Das aber leugnet er auch in der Befragung durch den Richter Anfang September 2021. Auffällig bei dem Protokoll, über welches heute alle Zeitungen berichten: Kurz redet ziemlich schlecht über seinen ehemaligen Vertrauten Schmid, der als Generalsekretär de facto das Finanzministerium geführt hat, sehr in Absprache mit Kurz.
 
Am Mittwoch habe ich im Parlament von einigen Sittenbildern gesprochen, die wir im Ausschuss beobachten konnten.
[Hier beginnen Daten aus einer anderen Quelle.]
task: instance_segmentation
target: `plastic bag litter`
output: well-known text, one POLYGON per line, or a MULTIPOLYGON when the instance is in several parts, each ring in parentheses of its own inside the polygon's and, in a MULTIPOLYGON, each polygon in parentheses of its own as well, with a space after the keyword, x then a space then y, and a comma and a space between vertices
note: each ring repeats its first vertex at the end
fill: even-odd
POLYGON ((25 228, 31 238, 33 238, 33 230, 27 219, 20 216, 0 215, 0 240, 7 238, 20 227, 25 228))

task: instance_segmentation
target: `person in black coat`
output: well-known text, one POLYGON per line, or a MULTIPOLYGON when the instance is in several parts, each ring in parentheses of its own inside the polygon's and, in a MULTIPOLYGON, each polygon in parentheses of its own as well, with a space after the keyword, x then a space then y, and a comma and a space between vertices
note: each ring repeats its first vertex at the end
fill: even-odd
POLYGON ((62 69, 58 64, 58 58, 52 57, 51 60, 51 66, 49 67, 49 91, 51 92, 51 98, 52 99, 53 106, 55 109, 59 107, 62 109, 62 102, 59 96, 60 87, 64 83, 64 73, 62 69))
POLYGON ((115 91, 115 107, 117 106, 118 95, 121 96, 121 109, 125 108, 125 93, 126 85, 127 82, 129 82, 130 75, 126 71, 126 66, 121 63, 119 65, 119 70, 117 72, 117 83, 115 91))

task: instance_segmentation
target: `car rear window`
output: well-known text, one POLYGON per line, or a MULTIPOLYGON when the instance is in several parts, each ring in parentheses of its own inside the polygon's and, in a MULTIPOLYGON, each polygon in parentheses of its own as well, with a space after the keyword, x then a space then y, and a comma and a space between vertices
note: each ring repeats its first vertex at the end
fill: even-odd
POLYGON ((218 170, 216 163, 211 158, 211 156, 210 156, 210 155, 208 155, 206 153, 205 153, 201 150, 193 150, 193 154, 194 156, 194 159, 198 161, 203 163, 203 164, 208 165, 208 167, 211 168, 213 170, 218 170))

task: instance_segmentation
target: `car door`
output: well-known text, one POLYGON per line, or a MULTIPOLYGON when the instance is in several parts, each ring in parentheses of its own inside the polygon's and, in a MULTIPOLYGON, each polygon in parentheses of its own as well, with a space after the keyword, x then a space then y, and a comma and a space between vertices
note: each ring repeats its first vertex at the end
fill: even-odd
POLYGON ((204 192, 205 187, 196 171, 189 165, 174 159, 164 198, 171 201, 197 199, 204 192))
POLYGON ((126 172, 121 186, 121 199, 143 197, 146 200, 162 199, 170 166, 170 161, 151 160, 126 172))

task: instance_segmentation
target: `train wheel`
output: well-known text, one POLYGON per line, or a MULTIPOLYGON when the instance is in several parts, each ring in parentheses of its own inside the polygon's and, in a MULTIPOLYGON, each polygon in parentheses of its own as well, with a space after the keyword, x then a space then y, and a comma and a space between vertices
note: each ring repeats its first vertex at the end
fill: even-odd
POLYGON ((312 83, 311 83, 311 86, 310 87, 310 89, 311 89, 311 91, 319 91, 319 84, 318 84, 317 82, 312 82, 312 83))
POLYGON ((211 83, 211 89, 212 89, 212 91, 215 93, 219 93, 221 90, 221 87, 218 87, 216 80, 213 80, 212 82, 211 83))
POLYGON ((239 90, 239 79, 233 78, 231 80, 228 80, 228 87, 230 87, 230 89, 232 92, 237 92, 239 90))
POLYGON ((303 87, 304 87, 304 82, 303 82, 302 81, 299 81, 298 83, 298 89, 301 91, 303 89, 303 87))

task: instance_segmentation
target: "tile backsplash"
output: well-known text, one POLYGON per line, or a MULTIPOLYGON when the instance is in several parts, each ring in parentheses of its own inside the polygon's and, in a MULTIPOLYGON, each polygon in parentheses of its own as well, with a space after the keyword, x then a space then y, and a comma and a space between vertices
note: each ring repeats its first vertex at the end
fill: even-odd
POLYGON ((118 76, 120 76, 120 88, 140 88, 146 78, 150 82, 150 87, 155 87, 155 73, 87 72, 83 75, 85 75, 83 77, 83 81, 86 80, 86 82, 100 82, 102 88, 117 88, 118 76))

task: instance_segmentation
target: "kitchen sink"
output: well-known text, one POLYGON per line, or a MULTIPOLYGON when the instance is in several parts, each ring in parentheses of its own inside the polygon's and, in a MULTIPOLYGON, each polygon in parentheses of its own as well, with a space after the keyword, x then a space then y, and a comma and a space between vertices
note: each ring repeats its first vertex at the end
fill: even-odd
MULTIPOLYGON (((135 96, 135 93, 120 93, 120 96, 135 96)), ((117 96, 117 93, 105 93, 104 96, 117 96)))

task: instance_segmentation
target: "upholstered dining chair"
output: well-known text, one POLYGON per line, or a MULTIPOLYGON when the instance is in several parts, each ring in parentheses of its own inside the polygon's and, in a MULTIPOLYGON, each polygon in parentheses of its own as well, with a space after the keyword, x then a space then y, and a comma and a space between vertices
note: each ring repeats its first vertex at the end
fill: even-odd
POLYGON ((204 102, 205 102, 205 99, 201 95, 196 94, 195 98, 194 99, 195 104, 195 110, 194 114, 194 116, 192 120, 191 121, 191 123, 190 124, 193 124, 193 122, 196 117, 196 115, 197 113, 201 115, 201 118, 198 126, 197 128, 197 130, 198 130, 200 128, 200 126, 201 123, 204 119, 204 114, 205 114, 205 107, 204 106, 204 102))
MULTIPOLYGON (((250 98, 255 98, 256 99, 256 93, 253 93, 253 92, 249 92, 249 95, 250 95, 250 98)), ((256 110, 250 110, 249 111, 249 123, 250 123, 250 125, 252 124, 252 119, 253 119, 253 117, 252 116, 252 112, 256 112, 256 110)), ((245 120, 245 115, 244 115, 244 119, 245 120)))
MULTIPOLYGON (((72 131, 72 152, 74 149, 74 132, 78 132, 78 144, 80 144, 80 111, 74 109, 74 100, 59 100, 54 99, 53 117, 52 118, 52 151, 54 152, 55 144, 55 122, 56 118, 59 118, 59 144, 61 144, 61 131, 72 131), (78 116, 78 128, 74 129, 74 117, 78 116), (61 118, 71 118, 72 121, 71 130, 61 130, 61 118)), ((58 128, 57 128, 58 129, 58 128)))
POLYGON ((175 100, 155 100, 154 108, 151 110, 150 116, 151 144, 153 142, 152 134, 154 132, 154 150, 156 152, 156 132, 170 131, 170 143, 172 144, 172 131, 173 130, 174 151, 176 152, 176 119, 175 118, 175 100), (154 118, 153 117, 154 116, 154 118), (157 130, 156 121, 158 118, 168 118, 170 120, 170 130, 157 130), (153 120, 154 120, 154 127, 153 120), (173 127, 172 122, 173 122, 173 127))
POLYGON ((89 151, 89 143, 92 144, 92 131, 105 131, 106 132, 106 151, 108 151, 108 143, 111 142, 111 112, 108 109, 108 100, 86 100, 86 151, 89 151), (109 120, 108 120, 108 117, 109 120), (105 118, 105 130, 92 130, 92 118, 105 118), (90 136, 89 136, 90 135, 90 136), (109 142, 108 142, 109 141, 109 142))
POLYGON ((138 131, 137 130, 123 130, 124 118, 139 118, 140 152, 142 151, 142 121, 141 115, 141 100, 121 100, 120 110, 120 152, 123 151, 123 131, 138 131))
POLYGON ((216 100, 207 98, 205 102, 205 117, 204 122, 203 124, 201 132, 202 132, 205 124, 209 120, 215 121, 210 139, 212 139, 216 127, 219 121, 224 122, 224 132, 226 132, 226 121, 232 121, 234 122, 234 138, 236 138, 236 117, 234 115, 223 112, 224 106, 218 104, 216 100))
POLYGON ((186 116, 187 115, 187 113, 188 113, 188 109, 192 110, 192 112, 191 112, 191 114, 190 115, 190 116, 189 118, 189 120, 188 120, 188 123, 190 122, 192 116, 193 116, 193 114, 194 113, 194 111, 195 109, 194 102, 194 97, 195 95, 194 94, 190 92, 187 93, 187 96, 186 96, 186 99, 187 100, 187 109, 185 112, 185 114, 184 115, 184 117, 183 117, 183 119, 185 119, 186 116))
Und gerade der frühere ÖVP-Chef Reinhold Mitterlehner hat einige dieser Sittenbilder gut beschrieben, in seinem Buch „Anstand“ und in seiner Vernehmung vor dem Ausschuss: Es ging bei der Gruppe um Kurz immer um Geld, wobei zum Beispiel noch immer nicht klar ist, wer die Umfragen bezahlt hat, mit denen Kurz seine Popularität bewies. Es ging um eine Parallelstruktur in der ÖVP, die in die Ministerien hinein reichte und dabei Mitglieder der Bundesregierung zu Statisten degradierte. Es ging um bedingungslose Loyalität, und um die Familie, zu der nur die besonders engen Freunde gehörten. Jede und jeder in der ÖVP muss sich fragen, ob Kurz ihnen auch geschrieben hätte „Kriegst eh alles, was du willst.“
 
P.S.: An alle Oberösterreicher_innen: Ein Landtag mit einigen Vertretern der neuen Generation rund um Felix Eypeltauer wird gut für Oberösterreich sein. Vertrauen Sie bitte den NEOS in Ihrem schönen Bundesland!